Era un punto débil que no estaba cubierto de diamantes y rebosaba por completo de sangre verde.
«Estás realmente herido… Si recibes otro golpe en ese lugar, no podrás recuperarte», pensó León mientras miraba a Lesrath.
«Estás en lo cierto… si sufriera un golpe fatal más en esta misma herida, mi fin llegaría sin demora», respondió Lesrath en un tono derrotado.
«Espera… Espera… Espera… Quizá pueda ayudarte. Tengo un hechizo de curación que probablemente pueda curarte», replicó León al instante mientras un plan se formaba en su mente.
«Bromas… Es imposible que ese pequeño recipiente tuyo contenga suficiente maná para sanar mis heridas, a mí, Lesrath el gigante. Deberías huir antes de que llegue mi fin… Pues una vez que perezca, esta cámara ya no será apta para los vivos. Kumigano se hará con el dominio y llenará cada rincón de este lugar con su vil veneno», respondió Lesrath en un tono neutro.
«No se pierde nada por intentarlo… Si tengo éxito, estarás completamente curado. Si fracaso, de todos modos ya te estás muriendo», respondió León con una expresión neutra.
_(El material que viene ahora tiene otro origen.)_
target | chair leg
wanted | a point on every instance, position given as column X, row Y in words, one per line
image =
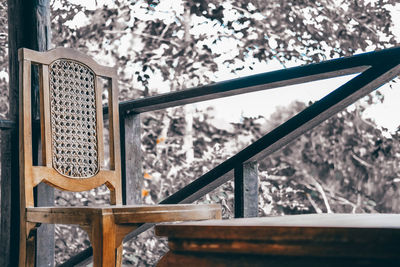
column 27, row 245
column 103, row 239
column 118, row 262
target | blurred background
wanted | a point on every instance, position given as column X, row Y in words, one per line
column 350, row 163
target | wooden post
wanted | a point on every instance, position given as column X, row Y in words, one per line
column 246, row 190
column 28, row 26
column 131, row 158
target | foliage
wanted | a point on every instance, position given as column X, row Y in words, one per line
column 344, row 165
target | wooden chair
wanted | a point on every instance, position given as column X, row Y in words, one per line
column 71, row 119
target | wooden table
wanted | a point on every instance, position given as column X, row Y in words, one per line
column 297, row 240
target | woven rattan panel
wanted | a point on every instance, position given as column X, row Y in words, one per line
column 73, row 119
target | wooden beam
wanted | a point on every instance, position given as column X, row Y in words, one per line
column 246, row 190
column 28, row 26
column 131, row 155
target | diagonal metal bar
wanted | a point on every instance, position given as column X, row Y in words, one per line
column 262, row 81
column 321, row 110
column 361, row 85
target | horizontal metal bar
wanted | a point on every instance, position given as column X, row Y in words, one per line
column 356, row 88
column 263, row 81
column 7, row 124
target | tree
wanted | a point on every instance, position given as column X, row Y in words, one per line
column 180, row 43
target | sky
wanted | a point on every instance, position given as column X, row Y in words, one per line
column 264, row 103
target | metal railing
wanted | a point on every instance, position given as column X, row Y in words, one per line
column 374, row 68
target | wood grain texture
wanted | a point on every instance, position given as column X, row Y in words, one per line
column 106, row 225
column 132, row 163
column 370, row 237
column 245, row 260
column 246, row 190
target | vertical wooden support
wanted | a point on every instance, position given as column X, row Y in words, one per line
column 41, row 41
column 246, row 190
column 131, row 158
column 28, row 26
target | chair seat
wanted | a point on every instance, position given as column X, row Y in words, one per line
column 123, row 214
column 339, row 236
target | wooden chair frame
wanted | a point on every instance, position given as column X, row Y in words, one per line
column 106, row 225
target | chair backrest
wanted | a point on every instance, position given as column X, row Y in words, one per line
column 71, row 121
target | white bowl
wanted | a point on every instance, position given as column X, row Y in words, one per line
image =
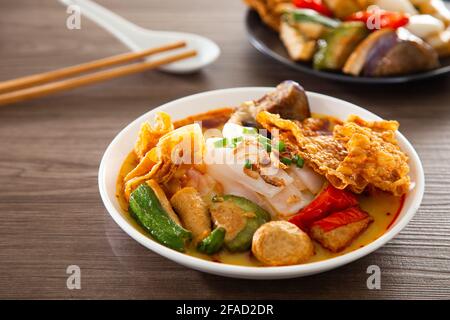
column 202, row 102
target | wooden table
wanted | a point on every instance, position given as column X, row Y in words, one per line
column 50, row 149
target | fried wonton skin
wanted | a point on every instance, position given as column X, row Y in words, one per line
column 150, row 133
column 358, row 154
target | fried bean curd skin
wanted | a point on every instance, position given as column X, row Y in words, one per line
column 184, row 145
column 150, row 133
column 358, row 153
column 281, row 243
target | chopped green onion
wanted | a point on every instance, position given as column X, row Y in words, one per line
column 299, row 161
column 265, row 142
column 249, row 130
column 286, row 161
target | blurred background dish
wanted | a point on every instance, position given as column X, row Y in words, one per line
column 404, row 49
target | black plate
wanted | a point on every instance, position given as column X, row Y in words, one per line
column 266, row 40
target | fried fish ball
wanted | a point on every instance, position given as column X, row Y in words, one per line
column 280, row 243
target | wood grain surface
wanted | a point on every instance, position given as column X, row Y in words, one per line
column 51, row 215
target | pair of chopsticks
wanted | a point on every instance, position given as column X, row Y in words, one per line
column 42, row 84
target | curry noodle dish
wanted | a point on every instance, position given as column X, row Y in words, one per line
column 266, row 183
«Sí… dices la verdad. Pero ¿qué razón tienes para ayudar a alguien como yo? ¿Qué buscas a cambio?», preguntó Lesrath con un tono confuso.
«¿Qué tal si lo discutimos más tarde…? Esa cosa, Kumigano, está despertando de nuevo», dijo León mientras señalaba a Kumigano.
Kumigano estaba volviendo en sí mientras se levantaba del suelo y sacudía la cabeza con furia.
«Habla, pues… ¿qué quieres de mí?», preguntó Lesrath.
«Extiende tu mano hasta aquí para que pueda tocarla», respondió León con una expresión neutra.
Sin decir nada más, Lesrath… levantó la mano y la colocó cerca de León.
Sin perder un segundo más, León colocó ambas manos sobre los nudillos de diamante de Lesrath y usó su habilidad.
—Curar.
[ADVERTENCIA: EL ANFITRIÓN HA USADO EL HECHIZO EN UN ALIADO MUY FUERTE. SE CONSUMIRÁN ENORMES CANTIDADES DE MANÁ PARA CURAR AL ALIADO.]
[¿DESEA CONTINUAR?][¿SÍ/NO?]
—Sí. —Tan pronto como León seleccionó que sí, sintió cómo todo el maná de su cuerpo era succionado al instante y se regeneraba al mismo tiempo.
León empezó a sufrir unos dolores de cabeza muy fuertes mientras su visión comenzaba a quedarse en blanco.
«N-no… solo un poco más. Si puedo curarlo, podré lograr algo mucho más grande… Este dolor no es nada, León», pensó mientras sus piernas comenzaban a temblar, pero su voluntad no flaqueaba ni un ápice.
*SHHHHHHHHHH*
De repente, todo el cuerpo de Lesrath empezó a brillar con una intensa luz verde y todas sus heridas comenzaron a cerrarse. Aunque el proceso era lento, se estaban cerrando a una velocidad increíble.
«Me has sorprendido… eres mucho más fuerte de lo que tu apariencia sugeriría. Yo, Lesrath, nunca olvidaré tu amabilidad», respondió Lesarath al notar que Kumigano había comenzado a caminar hacia él una vez más.
—KREEEEKKKKKKKKKK… —gritó Kumigano como si hubiera sentido que Lesarath estaba siendo curado.
*PUM-PUM-PUM-PUM-PUM*
La cola de Kumigano empezó a brillar con una intensa luz morada mientras comenzaba a correr hacia Lesarath a toda velocidad.
—Aaah… —León dejó escapar un largo suspiro y finalmente perdió el conocimiento debido a los fuertes dolores de cabeza.
*PUM*
*SHHHHH*
Lesarath se levantó del suelo, completamente curado, y empezó a frotarse los nudillos de diamante.
—KREEEEEEKKKKKKKKKKK… —Kumigano se detuvo exactamente a doscientos metros de Lesarath y lanzó su cola brillante hacia el bajo abdomen de Lesrath.
—¡BHAAAAAAAANNNNNNNN…! —gritó Lesarath mientras apretaba el puño de inmediato y, esta vez, en lugar de bloquear, lanzó un puñetazo con toda su fuerza hacia la cola de Kumigano.